1) L’AMF recommande à la Chambre de « prendre les mesures nécessaires afin que le conseil d’administration documente davantage ses réflexions en matière de pratiques de rétribution des administrateurs et au sujet de son mode de fonctionnement », et qu’il « assure un suivi périodique de ces réflexions en fonction de l’évolution des bonnes pratiques de gouvernance ».

La CSF répond notamment que « l’amélioration et la qualité de sa gouvernance, en raison de l’importance de son rôle et de sa mission de protection du public, sont un souci constant au cœur de ses priorités ». Elle précise que depuis 2015, elle a apporté « des changements importants », tant à sa structure de gouvernance qu’à celle de sa haute direction.

« La Chambre, via son comité de gouvernance composé notamment de nouveaux administrateurs indépendants, a amorcé depuis quelques temps un exercice de révision en profondeur de ses règles de gouvernance.
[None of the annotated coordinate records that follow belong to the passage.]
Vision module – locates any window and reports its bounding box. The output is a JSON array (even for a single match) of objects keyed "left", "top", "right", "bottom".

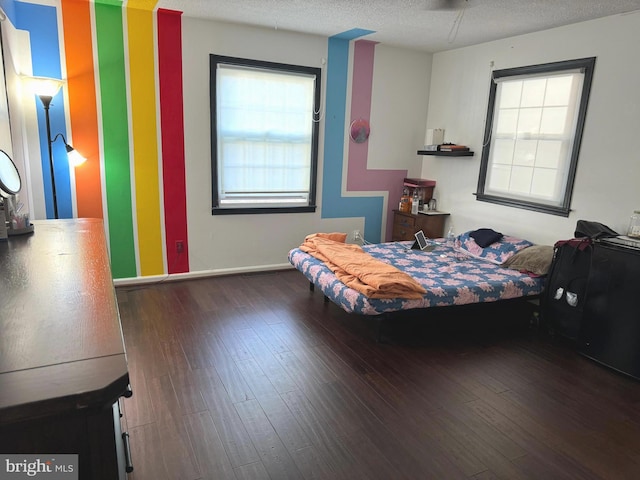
[
  {"left": 210, "top": 55, "right": 320, "bottom": 215},
  {"left": 477, "top": 58, "right": 595, "bottom": 217}
]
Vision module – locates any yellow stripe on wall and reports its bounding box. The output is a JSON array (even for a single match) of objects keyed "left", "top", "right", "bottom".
[{"left": 127, "top": 0, "right": 164, "bottom": 276}]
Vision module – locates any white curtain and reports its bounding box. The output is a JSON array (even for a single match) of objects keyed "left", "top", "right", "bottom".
[{"left": 216, "top": 64, "right": 315, "bottom": 207}]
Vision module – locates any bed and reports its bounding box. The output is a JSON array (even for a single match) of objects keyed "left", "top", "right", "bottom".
[{"left": 288, "top": 229, "right": 552, "bottom": 334}]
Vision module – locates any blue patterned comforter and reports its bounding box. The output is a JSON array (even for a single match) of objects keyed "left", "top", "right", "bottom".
[{"left": 289, "top": 242, "right": 544, "bottom": 315}]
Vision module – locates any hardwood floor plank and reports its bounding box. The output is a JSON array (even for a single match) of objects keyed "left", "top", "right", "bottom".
[
  {"left": 235, "top": 400, "right": 302, "bottom": 480},
  {"left": 117, "top": 270, "right": 640, "bottom": 480},
  {"left": 234, "top": 462, "right": 272, "bottom": 480},
  {"left": 184, "top": 412, "right": 236, "bottom": 480},
  {"left": 195, "top": 368, "right": 260, "bottom": 467}
]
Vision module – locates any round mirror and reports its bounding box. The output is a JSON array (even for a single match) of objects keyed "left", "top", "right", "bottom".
[{"left": 0, "top": 150, "right": 21, "bottom": 197}]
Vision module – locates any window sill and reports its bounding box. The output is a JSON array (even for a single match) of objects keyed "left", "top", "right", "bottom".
[{"left": 211, "top": 205, "right": 316, "bottom": 215}]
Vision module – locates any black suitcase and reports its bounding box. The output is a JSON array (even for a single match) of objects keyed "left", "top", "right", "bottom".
[{"left": 541, "top": 237, "right": 593, "bottom": 341}]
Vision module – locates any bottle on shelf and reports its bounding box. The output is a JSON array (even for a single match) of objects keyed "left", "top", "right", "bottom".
[
  {"left": 411, "top": 188, "right": 420, "bottom": 215},
  {"left": 400, "top": 187, "right": 411, "bottom": 213},
  {"left": 627, "top": 210, "right": 640, "bottom": 238},
  {"left": 446, "top": 227, "right": 456, "bottom": 247}
]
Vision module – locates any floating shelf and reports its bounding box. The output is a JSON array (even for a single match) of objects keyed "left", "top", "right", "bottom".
[{"left": 418, "top": 150, "right": 474, "bottom": 157}]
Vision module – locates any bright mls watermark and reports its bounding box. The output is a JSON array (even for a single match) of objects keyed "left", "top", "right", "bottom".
[{"left": 0, "top": 454, "right": 78, "bottom": 480}]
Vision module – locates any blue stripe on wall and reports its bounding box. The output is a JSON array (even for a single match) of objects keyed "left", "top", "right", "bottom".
[
  {"left": 11, "top": 2, "right": 73, "bottom": 218},
  {"left": 322, "top": 29, "right": 384, "bottom": 243}
]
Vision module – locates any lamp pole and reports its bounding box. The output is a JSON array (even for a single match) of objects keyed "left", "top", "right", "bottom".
[{"left": 38, "top": 95, "right": 58, "bottom": 219}]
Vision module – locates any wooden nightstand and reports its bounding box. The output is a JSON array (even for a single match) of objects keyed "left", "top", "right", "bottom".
[{"left": 391, "top": 210, "right": 449, "bottom": 242}]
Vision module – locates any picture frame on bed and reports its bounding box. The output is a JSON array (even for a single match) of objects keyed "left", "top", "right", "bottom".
[{"left": 411, "top": 230, "right": 435, "bottom": 252}]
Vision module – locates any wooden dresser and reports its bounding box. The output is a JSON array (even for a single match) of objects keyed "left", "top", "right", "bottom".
[
  {"left": 0, "top": 219, "right": 132, "bottom": 480},
  {"left": 391, "top": 210, "right": 449, "bottom": 242}
]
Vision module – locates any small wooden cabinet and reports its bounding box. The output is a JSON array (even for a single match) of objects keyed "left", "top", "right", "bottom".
[
  {"left": 0, "top": 219, "right": 133, "bottom": 480},
  {"left": 391, "top": 210, "right": 449, "bottom": 242}
]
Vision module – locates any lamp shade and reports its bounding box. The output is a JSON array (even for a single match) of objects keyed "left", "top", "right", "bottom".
[
  {"left": 23, "top": 77, "right": 64, "bottom": 97},
  {"left": 65, "top": 144, "right": 87, "bottom": 167}
]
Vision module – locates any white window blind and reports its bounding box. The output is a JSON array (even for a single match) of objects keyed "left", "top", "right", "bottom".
[
  {"left": 216, "top": 63, "right": 316, "bottom": 208},
  {"left": 484, "top": 70, "right": 584, "bottom": 206}
]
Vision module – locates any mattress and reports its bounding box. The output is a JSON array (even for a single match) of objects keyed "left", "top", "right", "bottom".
[{"left": 288, "top": 242, "right": 544, "bottom": 315}]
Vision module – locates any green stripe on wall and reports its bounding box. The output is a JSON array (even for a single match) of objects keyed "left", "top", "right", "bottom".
[{"left": 95, "top": 1, "right": 137, "bottom": 278}]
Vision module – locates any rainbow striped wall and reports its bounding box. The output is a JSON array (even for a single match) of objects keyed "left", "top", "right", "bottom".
[
  {"left": 7, "top": 0, "right": 406, "bottom": 278},
  {"left": 6, "top": 0, "right": 189, "bottom": 278}
]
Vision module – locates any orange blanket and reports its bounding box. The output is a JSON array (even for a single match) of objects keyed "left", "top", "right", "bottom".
[{"left": 300, "top": 233, "right": 426, "bottom": 298}]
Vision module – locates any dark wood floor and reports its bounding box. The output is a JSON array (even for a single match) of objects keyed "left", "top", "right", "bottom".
[{"left": 117, "top": 271, "right": 640, "bottom": 480}]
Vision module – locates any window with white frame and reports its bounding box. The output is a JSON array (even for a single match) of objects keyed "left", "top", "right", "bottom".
[
  {"left": 210, "top": 55, "right": 320, "bottom": 214},
  {"left": 476, "top": 57, "right": 595, "bottom": 216}
]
Cette révision, qui s’inscrit dans un processus d’amélioration continue, vise à s’assurer qu’elle évolue selon les standards attendus en fonction de la mission de protection du public qui lui est confiée », ajoute la CSF.

2) L’AMF recommande à la Chambre de « prendre les mesures nécessaires pour que le président [de son] conseil d’administration soit nommé en fonction de l’encadrement législatif applicable ».

La CSF répond qu’elle « accorde une très grande importance au fait que le président du CA soit nommé en fonction de l’encadrement législatif applicable ». Elle ajoute que « bien que l’interprétation des règles applicables rendue a posteriori par l’Autorité (…) diffère [de la sienne] », elle « n’a aucune objection à faire adopter une résolution par son CA conformément à l’interprétation de l’Autorité ». Elle estime toutefois qu’« à l’époque, elle a agi de bonne foi, conformément à une interprétation raisonnable de ses règles, à la volonté de son CA et toujours avec le souci de respecter la loi ».

DÉONTOLOGIE

3) L’AMF recommande à la Chambre de « prendre les mesures nécessaires afin que le Règlement sur la déontologie [de son] personnel soit appliqué auprès des enquêteurs afin de prévenir les apparences de conflits d’intérêts ».

La CSF répond que ses enquêteurs « sont assujettis à l’application des règles qui régissent la conduite de l’ensemble de [son] personnel, dont celles qui encadrent les situations ou apparences de conflits d’intérêts, et ce afin d’en prévenir les effets préjudiciables ». Toutefois, elle ajoute qu’elle « verra à élaborer des règles de déontologie plus spécifiques pour les enquêteurs. » Conclusion, « la CSF se doit de mieux circonscrire les situations susceptibles de susciter des conflits d’intérêts apparents ou réels et agir de manière proactive en prenant les mesures nécessaires en pratique pour minimiser ces risques », résume Finance et Investissement.